You were the person who got me to open up and share what has happened to me and what I’m going through. What I need is for you to listen and to just let me share what I’m feeling or going through at that moment so I can process it, and then let it go. I need that or else I end up holding on to a piece of it and it just comes back up again ten times worse. I have so many secrets bolted up inside of me that I can’t share because I don’t feel safe enough to, but I want to feel safe enough to share them. I’m so tired from carrying them around all the time."


*Bee

Wednesday, June 22, 2011

Goodbye T, I Am SO Done...

I am so sick of this...so so so so so so sick of this.

My T had turned a full 180 degrees - she was returning my calls and emails, she went out of her way to check on me, our sessions were going great, my alters were happy, hell, I was happy! I stuck with my T because I thought she had finally realized what she was doing to me.

I was so wrong.

Why can't my T keep an appointment? Is it really that hard?!?! I mean, come on, seriously?!

I'm literally hanging by a thread, barely keeping it together. I've been going running every day just to feel something and I'm under strict doctors orders not to exercise.

Damn it, I can't keep doing this.

And my T wonders why I have trust issues. Gee, I wonder why?! Maybe if you kept our Goddamn appointments I could actually start making some progress!

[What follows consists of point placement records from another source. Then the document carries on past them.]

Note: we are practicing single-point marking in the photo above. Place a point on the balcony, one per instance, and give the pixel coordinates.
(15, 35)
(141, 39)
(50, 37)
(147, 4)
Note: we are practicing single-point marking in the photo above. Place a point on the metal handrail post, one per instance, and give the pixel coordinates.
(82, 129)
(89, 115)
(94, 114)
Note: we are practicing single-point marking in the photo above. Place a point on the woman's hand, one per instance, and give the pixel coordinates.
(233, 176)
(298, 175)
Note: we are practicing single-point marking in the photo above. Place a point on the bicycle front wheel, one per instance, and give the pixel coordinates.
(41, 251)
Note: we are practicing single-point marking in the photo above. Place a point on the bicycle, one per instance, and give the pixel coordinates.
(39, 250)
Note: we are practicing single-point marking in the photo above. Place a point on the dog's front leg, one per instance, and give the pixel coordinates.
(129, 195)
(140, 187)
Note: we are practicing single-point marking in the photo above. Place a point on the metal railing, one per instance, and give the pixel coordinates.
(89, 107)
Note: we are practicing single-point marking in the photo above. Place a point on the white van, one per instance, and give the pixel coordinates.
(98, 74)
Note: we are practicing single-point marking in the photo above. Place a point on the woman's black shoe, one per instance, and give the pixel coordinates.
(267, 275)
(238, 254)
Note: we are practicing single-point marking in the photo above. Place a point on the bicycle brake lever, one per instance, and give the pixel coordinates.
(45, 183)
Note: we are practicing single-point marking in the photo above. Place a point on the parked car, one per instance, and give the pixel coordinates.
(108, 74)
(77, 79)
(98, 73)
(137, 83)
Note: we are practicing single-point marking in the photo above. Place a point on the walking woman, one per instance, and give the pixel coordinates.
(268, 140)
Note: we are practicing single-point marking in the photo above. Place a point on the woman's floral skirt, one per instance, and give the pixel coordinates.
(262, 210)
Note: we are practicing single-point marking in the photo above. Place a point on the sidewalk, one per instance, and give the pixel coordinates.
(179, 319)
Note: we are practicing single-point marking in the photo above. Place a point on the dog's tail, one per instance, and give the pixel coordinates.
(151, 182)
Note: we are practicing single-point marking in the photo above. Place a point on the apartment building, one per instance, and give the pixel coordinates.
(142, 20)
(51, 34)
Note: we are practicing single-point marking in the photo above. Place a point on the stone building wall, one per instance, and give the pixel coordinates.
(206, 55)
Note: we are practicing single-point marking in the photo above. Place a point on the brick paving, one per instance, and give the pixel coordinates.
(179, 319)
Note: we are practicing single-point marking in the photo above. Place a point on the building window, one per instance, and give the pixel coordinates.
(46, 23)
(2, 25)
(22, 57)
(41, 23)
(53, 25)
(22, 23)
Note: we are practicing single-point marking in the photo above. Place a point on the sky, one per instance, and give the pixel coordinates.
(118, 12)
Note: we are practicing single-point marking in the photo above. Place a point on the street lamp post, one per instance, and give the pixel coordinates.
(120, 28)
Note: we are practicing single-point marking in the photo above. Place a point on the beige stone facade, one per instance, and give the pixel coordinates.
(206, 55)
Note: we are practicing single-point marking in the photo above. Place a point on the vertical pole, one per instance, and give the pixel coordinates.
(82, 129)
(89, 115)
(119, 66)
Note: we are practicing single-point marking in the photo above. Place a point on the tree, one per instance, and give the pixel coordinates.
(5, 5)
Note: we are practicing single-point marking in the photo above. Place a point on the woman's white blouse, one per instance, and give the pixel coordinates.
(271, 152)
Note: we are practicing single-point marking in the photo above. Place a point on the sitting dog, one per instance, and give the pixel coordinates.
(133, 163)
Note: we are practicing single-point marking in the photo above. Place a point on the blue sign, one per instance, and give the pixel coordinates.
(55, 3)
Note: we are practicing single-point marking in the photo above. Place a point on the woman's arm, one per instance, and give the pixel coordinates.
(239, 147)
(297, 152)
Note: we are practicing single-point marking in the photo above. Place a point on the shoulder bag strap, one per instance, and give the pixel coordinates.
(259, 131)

We were supposed to meet earlier this week, she called to reschedule an hour before I was supposed to see her. We were supposed to meet tomorrow (Thursday) and she just called me to reschedule AGAIN. How much do you wanna bet that she's going to call again tomorrow to "reschedule"???

Goodbye T, I am SO done.


*Bee

Thursday, June 16, 2011

Irritation

The word irritation makes me think of a mosquito bite. No matter where a mosquito bite might be on your body, it can drive you absolutely crazy!

Scratching it provides temporary relief, but then the itch seems to come back ten times worse.
Rubbing it also provides temporary relief, but it still itches.
Smacking it, tapping it, or putting weight on it also provides temporary relief, but it still itches.
Mosquito bites basically irritate you to no end for several days, until they finally disappear.

Today my whole body felt like a mosquito bite. I did not want anyone around me. Don't talk to me, don't look at me, don't touch me, don't do anything to me, for me, or with me. Basically, leave me alone!

Of course, my parents didn't understand this. My mom insisted that I would feel better if I "just tried a little harder". Nope. It just doesn't work like that.

Irritation. I hate the way it feels.


*Bee

Sunday, June 12, 2011

Thank You, T

For those of you who have been following my blog, you know that lately I've been having a really hard time with my T - she's cancelled on me, stood me up, promised things she didn't keep, etc, etc, etc.

Recently I have had a lot of missing time, and by recently I mean over the past 5 or 6 months. I've tried to talk to my T about it but I have felt like I cannot even come close to conveying what it is like to lose time.

Every session my T tries to tell me that "she understands" or "knows what it feels like". Damn it, I know she doesn't understand! Why can't she just admit that?!?!

Today, I received an email from my T...

"Bee,
I'm sorry you are feeling frustrated. I have no idea how it is to have so much time pass and not know what happened. Write down the questions you have so when we meet next week, I can try to answer them.
 T"

I was so shocked that she had admitted this to me - in all of the 6 years she has been my T, not once has she admitted this.

My reply was, "Thank you for acknowledging that you don't know what it's like. That means a lot."


*Bee

Tuesday, June 7, 2011

Power & Balance

Today I bought a Power Balance bracelet...
Why did I do this? My T suggested it.

I'm not sure if I believe that it actually works, but I'm always up for trying new things. What's great about this is that all I have to do is wear it on my wrist. No extra effort, thinking, or time. It either effects me positively or not at all. I might as well try this.

It will arrive in 5 to 7 business days.